Aerial drone imagery is widely employed for object detection in infrared scenarios. The proposed WCDB-YOLO also exhibits excellent performance on IR data. As illustrated in
Figure 17, when applied to two infrared aerial images, YOLOv11s produces suboptimal detection results, while WCDB-YOLO successfully identifies multiple cars.
4.9. Efficiency Analysis
Object detection in drone-captured aerial imagery imposes strict real-time requirements. However, the onboard hardware of current drones still struggles to support the real-time execution of high-accuracy detection models. Thanks to advances in communication technologies, drones can now establish real-time connections with remote servers—transmitting captured images for processing and receiving detection results in return—thereby enabling the effective deployment of high-precision models. Consequently, employing a medium-scale detection model that balances accuracy and computational efficiency has emerged as a practical solution to meet real-time demands. WCDB-YOLO is specifically designed with this objective in mind. On a server equipped with an NVIDIA RTX 3090 GPU, it achieves an average per-image processing time of 1.8 ms for preprocessing, 28.4 ms for inference, and 2.8 ms for postprocessing, resulting in an overall throughput of 30.3 FPS. When deployed on higher-end server hardware, its processing speed is expected to increase further. These results demonstrate that WCDB-YOLO effectively satisfies the real-time requirements of object detection in drone-based aerial imagery.
5. Conclusions
To address the challenges inherent in small object detection within drone-captured aerial imagery—such as extremely limited object scale, dense spatial distribution, and highly complex backgrounds—this paper proposes a novel object detection model termed WCDB-YOLO. Based on YOLOv11s as the benchmark, the model introduces a “target-context decoupled perception” paradigm by constructing a dual-backbone structure. One backbone focuses on extracting fine local features, while the other expands the receptive field through wavelet convolution to efficiently capture global contextual information. Through a multi-level feature fusion mechanism, the model achieves the synergistic utilization of local details and global semantics. Additionally, the DWR module is introduced, which utilizes parallel convolutional branches with different dilation rates to simultaneously capture fine local features and global contextual information. By first strengthening the representation of the object itself and then injecting scale-adaptive contextual information, the discriminative ability for small objects is effectively enhanced. Furthermore, high-resolution P2/4 feature maps are fused in the detection head to further improve the localization and recognition accuracy for tiny objects. Experimental results demonstrate that WCDB-YOLO outperforms current mainstream methods, validating the effectiveness and robustness of the proposed approach in complex scenarios.

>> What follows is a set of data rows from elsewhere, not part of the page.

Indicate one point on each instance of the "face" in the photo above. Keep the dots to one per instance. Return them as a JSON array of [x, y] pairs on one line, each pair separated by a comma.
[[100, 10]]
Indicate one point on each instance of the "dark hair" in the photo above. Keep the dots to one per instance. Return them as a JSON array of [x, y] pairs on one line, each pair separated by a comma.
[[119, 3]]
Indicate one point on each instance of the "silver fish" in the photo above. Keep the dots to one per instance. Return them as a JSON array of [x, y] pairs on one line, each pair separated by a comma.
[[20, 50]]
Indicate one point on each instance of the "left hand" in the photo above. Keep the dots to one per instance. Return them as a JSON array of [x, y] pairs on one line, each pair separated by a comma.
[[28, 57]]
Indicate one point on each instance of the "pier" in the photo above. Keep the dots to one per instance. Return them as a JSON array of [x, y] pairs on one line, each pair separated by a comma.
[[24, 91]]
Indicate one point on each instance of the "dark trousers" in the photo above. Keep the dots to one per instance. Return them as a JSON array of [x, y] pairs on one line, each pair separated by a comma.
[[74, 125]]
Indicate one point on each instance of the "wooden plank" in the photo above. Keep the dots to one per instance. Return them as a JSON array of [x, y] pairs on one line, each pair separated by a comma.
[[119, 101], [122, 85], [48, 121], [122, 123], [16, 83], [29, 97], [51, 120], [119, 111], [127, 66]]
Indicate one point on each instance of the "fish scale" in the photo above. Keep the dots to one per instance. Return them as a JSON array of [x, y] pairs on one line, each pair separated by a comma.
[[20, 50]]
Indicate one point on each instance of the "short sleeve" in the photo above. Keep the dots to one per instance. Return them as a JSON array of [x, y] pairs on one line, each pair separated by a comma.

Although the proposed method achieves strong detection performance, its dual-backbone design leads to a higher parameter count and computational burden, pointing to a clear direction for future improvement. Future work will focus on the following directions: (1) developing a lightweight dual-backbone architecture or integrating neural network pruning and quantization techniques to reduce computational overhead and enhance real-time inference capabilities; and (2) improving the model’s cross-domain generalization and robustness under diverse and adverse weather conditions, thereby enabling reliable object detection in increasingly complex and varied aerial scenarios. Overall, WCDB-YOLO presents a novel and effective approach to small object detection in challenging drone-captured environments, offering a solid foundation for future research on efficient, robust, and deployable visual perception systems.